The chain generated its highest same-store sales in 15 years after adding the morning daypart, but the coronavirus held it back.
Wendy's breakfast
Photo courtesy Wendy's

Wendy’s same-store sales rose 7% in the company’s third quarter, the company said on Wednesday, as the chain’s breakfast daypart helped it generate its strongest same-store sales in more than 15 years.

Those sales continued in October, as same-store sales rose 6.6%.

The Dublin, Ohio-based company said its sales after breakfast also increased in the period, meaning the company didn’t lose lunch and dinner customers who instead tried them in the morning. Breakfast was about 7% of sales—down slightly from the previous quarter, and at the low end of the company’s previously stated range.

But executives were still “bullish” on the performance given the pandemic and its overall impact on the breakfast daypart.

“In the face of the pandemic, with mobility being down, we’re very happy with how our breakfast business has been performing,” CEO Todd Penegor said on Wendy’s fiscal third quarter earnings call Wednesday. “We’re feeling very bullish on the future of breakfast.”

Wendy’s introduced breakfast in March, just before the coronavirus led to shutdowns of dining rooms across the country.
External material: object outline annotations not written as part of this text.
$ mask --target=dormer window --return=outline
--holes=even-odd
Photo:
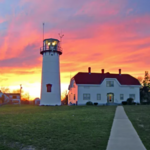
[[[46,84],[47,92],[52,92],[52,84]]]
[[[114,87],[114,81],[106,81],[107,87]]]

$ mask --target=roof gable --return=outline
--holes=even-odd
[[[83,73],[74,76],[76,84],[101,84],[105,78],[115,78],[121,85],[141,85],[139,81],[128,74]]]

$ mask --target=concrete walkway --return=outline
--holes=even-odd
[[[107,150],[146,150],[122,106],[116,109]]]

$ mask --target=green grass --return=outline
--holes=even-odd
[[[147,150],[150,150],[150,106],[138,105],[124,108],[143,144]]]
[[[105,150],[115,106],[2,106],[0,150]]]

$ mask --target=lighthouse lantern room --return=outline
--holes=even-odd
[[[61,105],[59,55],[62,54],[60,41],[44,39],[40,49],[43,56],[40,105]]]

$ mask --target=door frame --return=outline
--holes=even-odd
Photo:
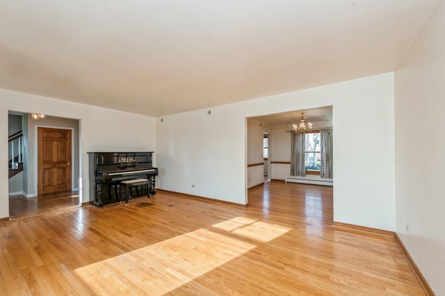
[[[51,125],[34,125],[34,192],[35,192],[35,195],[38,195],[38,128],[57,128],[59,130],[71,130],[71,190],[72,191],[74,189],[74,166],[76,164],[76,153],[74,153],[74,129],[73,128],[66,128],[64,126],[51,126]],[[80,184],[79,184],[80,186]]]

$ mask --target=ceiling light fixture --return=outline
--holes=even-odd
[[[312,130],[312,123],[310,122],[307,123],[307,126],[306,126],[306,123],[305,123],[305,112],[301,112],[301,119],[300,120],[300,124],[298,125],[296,124],[293,125],[293,130],[296,132],[308,132]]]
[[[45,114],[38,114],[36,113],[33,113],[31,114],[31,117],[34,120],[43,119],[46,117]]]

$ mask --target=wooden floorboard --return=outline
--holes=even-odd
[[[33,198],[24,195],[9,197],[9,216],[11,219],[41,215],[79,207],[79,191],[47,194]]]
[[[0,224],[0,293],[424,295],[396,242],[331,226],[332,189],[271,182],[247,209],[159,193]]]

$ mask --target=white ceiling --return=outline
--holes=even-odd
[[[306,123],[332,121],[332,106],[277,113],[272,115],[252,117],[252,119],[270,126],[289,125],[300,123],[302,112],[305,113],[305,122]]]
[[[438,0],[0,0],[0,87],[161,116],[394,71]]]

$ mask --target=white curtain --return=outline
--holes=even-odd
[[[305,176],[305,134],[304,132],[291,132],[291,175]]]
[[[320,131],[321,141],[321,177],[332,177],[332,129]]]

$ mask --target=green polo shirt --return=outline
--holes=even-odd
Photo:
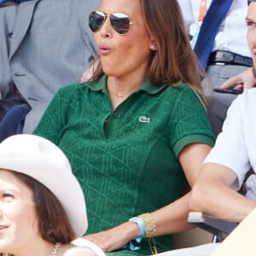
[[[188,184],[179,152],[189,143],[214,141],[207,111],[187,84],[159,87],[147,80],[112,111],[106,80],[60,89],[34,131],[69,159],[84,192],[88,233],[182,196]],[[159,253],[173,248],[172,236],[155,242]],[[140,253],[151,254],[147,239]]]

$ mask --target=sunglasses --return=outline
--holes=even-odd
[[[96,32],[105,22],[108,16],[112,27],[120,35],[129,32],[131,23],[128,15],[122,13],[107,14],[100,11],[93,11],[89,15],[89,26],[93,32]]]

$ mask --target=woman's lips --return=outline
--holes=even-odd
[[[108,55],[112,51],[111,48],[106,45],[100,46],[99,50],[100,54],[103,55]]]

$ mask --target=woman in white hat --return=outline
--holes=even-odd
[[[87,230],[84,198],[54,143],[15,135],[0,144],[0,252],[20,256],[104,255],[75,238]]]

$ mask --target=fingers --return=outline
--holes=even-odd
[[[239,88],[243,87],[243,81],[241,75],[237,75],[236,77],[230,78],[223,83],[220,86],[221,89],[229,89],[233,88],[234,86],[239,86]]]

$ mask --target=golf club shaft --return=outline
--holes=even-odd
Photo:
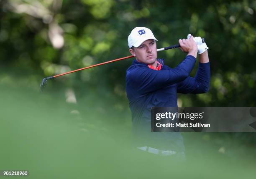
[[[205,42],[205,39],[204,38],[202,38],[202,42],[203,43]],[[178,47],[180,47],[179,44],[176,44],[176,45],[173,45],[169,46],[168,47],[166,47],[164,48],[159,48],[159,49],[157,49],[156,51],[159,52],[160,51],[165,50],[169,50],[169,49],[172,49],[173,48],[177,48]],[[51,79],[53,78],[58,77],[59,76],[62,76],[63,75],[67,75],[67,74],[71,73],[72,73],[76,72],[77,71],[80,71],[83,70],[85,70],[86,69],[88,69],[88,68],[91,68],[95,67],[97,66],[100,66],[100,65],[105,65],[105,64],[109,63],[112,63],[112,62],[114,62],[115,61],[119,61],[122,60],[124,60],[124,59],[126,59],[127,58],[130,58],[132,57],[133,57],[133,55],[127,56],[127,57],[123,57],[120,58],[118,58],[116,59],[110,61],[106,61],[105,62],[103,62],[103,63],[99,63],[99,64],[96,64],[95,65],[93,65],[91,66],[87,66],[87,67],[84,67],[84,68],[82,68],[78,69],[77,70],[73,70],[72,71],[69,71],[68,72],[65,73],[64,73],[60,74],[59,75],[55,75],[54,76],[49,76],[49,77],[47,77],[47,79]]]
[[[172,46],[169,46],[169,47],[164,47],[164,48],[159,48],[159,49],[157,49],[157,51],[162,51],[162,50],[168,50],[168,49],[172,49],[173,48],[177,48],[178,47],[180,47],[180,46],[179,46],[179,44],[177,44],[177,45],[172,45]],[[51,77],[51,77],[51,78],[50,78],[49,79],[50,79],[51,78],[56,78],[56,77],[58,77],[59,76],[62,76],[63,75],[67,75],[67,74],[69,74],[69,73],[74,73],[74,72],[76,72],[77,71],[80,71],[81,70],[85,70],[86,69],[88,69],[88,68],[92,68],[92,67],[95,67],[95,66],[100,66],[100,65],[105,65],[105,64],[107,64],[107,63],[112,63],[112,62],[114,62],[115,61],[119,61],[122,60],[124,60],[124,59],[126,59],[127,58],[130,58],[132,57],[134,57],[133,55],[130,55],[130,56],[127,56],[127,57],[123,57],[120,58],[118,58],[116,59],[115,59],[115,60],[113,60],[110,61],[106,61],[105,62],[103,62],[103,63],[99,63],[99,64],[96,64],[95,65],[93,65],[91,66],[87,66],[87,67],[84,67],[84,68],[80,68],[80,69],[78,69],[77,70],[73,70],[72,71],[69,71],[68,72],[67,72],[67,73],[62,73],[62,74],[60,74],[59,75],[55,75],[54,76],[51,76]]]

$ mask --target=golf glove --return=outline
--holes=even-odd
[[[187,35],[187,39],[189,39],[191,36],[191,34]],[[202,43],[202,38],[200,37],[195,37],[193,38],[197,45],[197,53],[199,54],[203,53],[205,51],[209,49],[205,42]]]

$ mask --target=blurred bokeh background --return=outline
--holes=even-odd
[[[179,95],[179,106],[255,106],[256,1],[0,0],[0,170],[28,169],[32,178],[137,178],[150,170],[150,178],[161,176],[151,173],[158,162],[164,176],[175,169],[177,176],[186,169],[187,176],[253,178],[254,133],[183,133],[193,164],[186,169],[138,160],[125,91],[133,59],[49,80],[43,93],[39,86],[44,77],[130,55],[128,35],[146,26],[158,48],[189,33],[210,48],[209,92]],[[172,67],[185,55],[158,53]]]

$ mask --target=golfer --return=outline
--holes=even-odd
[[[151,132],[152,107],[177,107],[177,93],[198,94],[209,88],[210,68],[205,43],[197,45],[193,37],[179,39],[180,49],[187,53],[176,67],[165,65],[157,58],[157,40],[152,31],[136,27],[128,37],[131,53],[134,56],[126,71],[126,91],[132,116],[136,147],[143,152],[164,156],[183,156],[184,148],[179,131]],[[189,74],[199,54],[195,77]]]

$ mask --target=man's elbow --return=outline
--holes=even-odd
[[[205,86],[201,89],[202,93],[208,93],[210,90],[210,86]]]

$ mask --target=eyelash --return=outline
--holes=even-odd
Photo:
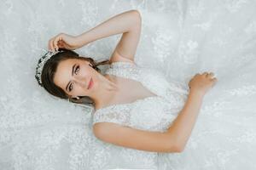
[[[76,68],[75,68],[75,74],[76,74],[76,71],[78,71],[78,70],[79,70],[79,65],[78,65]],[[72,91],[72,89],[70,88],[72,87],[72,84],[69,86],[69,88],[68,88],[68,90],[69,90],[69,92],[71,92]],[[73,88],[73,87],[72,87]]]

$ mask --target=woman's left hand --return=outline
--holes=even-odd
[[[76,37],[60,33],[49,40],[48,48],[51,51],[58,51],[59,48],[77,49],[80,48],[79,40]]]

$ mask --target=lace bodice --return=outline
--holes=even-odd
[[[168,82],[155,69],[128,62],[114,62],[106,74],[140,82],[157,95],[99,109],[93,113],[93,124],[108,122],[138,129],[164,132],[176,118],[187,99],[188,86],[175,81]]]

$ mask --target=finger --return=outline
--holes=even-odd
[[[214,76],[212,72],[210,72],[209,74],[207,74],[207,77],[212,78]]]
[[[51,51],[54,51],[53,39],[49,40],[49,48],[50,48]]]
[[[202,75],[207,76],[208,72],[204,72]]]
[[[212,78],[211,81],[212,82],[217,82],[217,78]]]
[[[58,47],[58,42],[60,40],[60,37],[56,37],[54,41],[53,41],[53,45],[54,45],[54,48],[55,49],[55,51],[58,51],[59,50],[59,47]]]

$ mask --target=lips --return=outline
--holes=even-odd
[[[92,78],[90,78],[87,89],[90,89],[92,84],[93,84],[93,81]]]

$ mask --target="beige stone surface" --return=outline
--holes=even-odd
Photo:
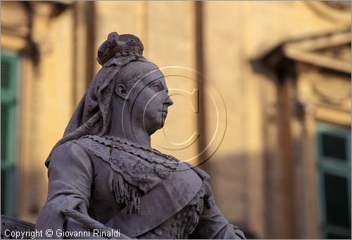
[[[203,1],[203,34],[199,37],[194,1],[95,1],[90,6],[94,13],[91,23],[84,18],[89,15],[84,2],[68,3],[57,15],[52,13],[56,4],[31,4],[30,13],[19,2],[1,3],[1,50],[19,52],[30,32],[40,56],[37,66],[30,58],[23,61],[23,131],[18,151],[23,158],[20,179],[26,184],[19,187],[23,189],[18,194],[23,198],[20,216],[34,220],[35,213],[29,209],[45,201],[44,161],[89,82],[92,76],[85,68],[92,65],[93,73],[100,68],[88,60],[94,58],[87,51],[88,45],[94,45],[95,53],[108,34],[116,31],[141,38],[144,56],[163,68],[175,102],[163,130],[152,138],[153,146],[180,159],[193,158],[196,163],[205,158],[194,158],[200,146],[215,136],[206,151],[214,154],[201,167],[210,174],[216,202],[229,220],[257,238],[320,236],[312,134],[318,121],[349,126],[348,91],[334,94],[333,90],[348,84],[306,65],[296,69],[304,72],[297,77],[297,85],[292,80],[282,84],[273,71],[253,61],[288,39],[350,27],[351,10],[339,11],[319,1]],[[30,30],[26,15],[32,21]],[[94,28],[93,36],[89,27]],[[203,46],[196,42],[199,37]],[[201,47],[205,82],[200,84],[202,77],[195,70]],[[350,50],[340,59],[345,64],[350,63]],[[325,85],[319,83],[324,81]],[[312,87],[313,82],[318,87]],[[338,82],[341,87],[336,87]],[[201,94],[204,100],[200,102]],[[303,103],[306,122],[295,112],[298,103]],[[199,132],[197,110],[205,110],[206,134]],[[296,149],[301,151],[293,153]],[[299,188],[304,180],[306,188],[288,187]]]

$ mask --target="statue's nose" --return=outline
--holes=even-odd
[[[165,104],[168,105],[168,106],[170,106],[173,103],[174,103],[174,102],[172,101],[172,100],[171,100],[171,98],[170,97],[170,96],[168,96],[168,98],[166,99],[166,101],[165,101]]]

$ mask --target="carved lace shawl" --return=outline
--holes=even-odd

The company kept its morning focus on the drive-thru, which has likely helped the daypart generate strong sales, as has the company’s social media marketing.

Penegor said on Wednesday that the company will continue to market the morning daypart to improve consumer awareness, which he said is about 50%. He said customer satisfaction scores are highest in the morning, and that the marketing could help drive repeat visits—an important factor given how much of a habit morning business is for a lot of restaurant chains.

Penegor also said that breakfast has been “easy to staff, operationally simple and profit-accretive to our restaurant economic model.” Profit margins for Wendy’s company-owned restaurants improved by 70 basis points during the quarter.

Wendy’s had hoped for a stronger performance in its breakfast daypart, but Penegor noted on Wednesday that the pandemic and its disruption of morning routines kept traffic down.

Still, he said, the results were “at the low end” of what the company expected when it announced its breakfast program last year.

“Clearly, with mobility down and the morning routine disrupted, we’d been hoping for even more on the breakfast front,” Penegor said. “With all those headwinds, to still be within the guidance range, we feel very proud.”

Breakfast wasn’t the only thing that pulled sales higher last quarter. Wendy’s said Wednesday that digital sales exceeded 6% of total sales exiting the period as consumers made more mobile and delivery orders.

Wendy’s is making a bigger push on digital, thanks to the recent hiring of former Domino’s executive Kevin Vasconi as chief information officer.

“We do have a strong foundation” with 6% digital sales, Penegor said. He noted the company wants to increase frequency further with its loyalty program, drive more average check and use technology to complement mobile grab-and-go orders and curbside delivery.

“Those are all things that Kevin has had in the past that we’ve been working on,” Penegor said. “With his leadership, we’re confident that can continue to accelerate in the future.”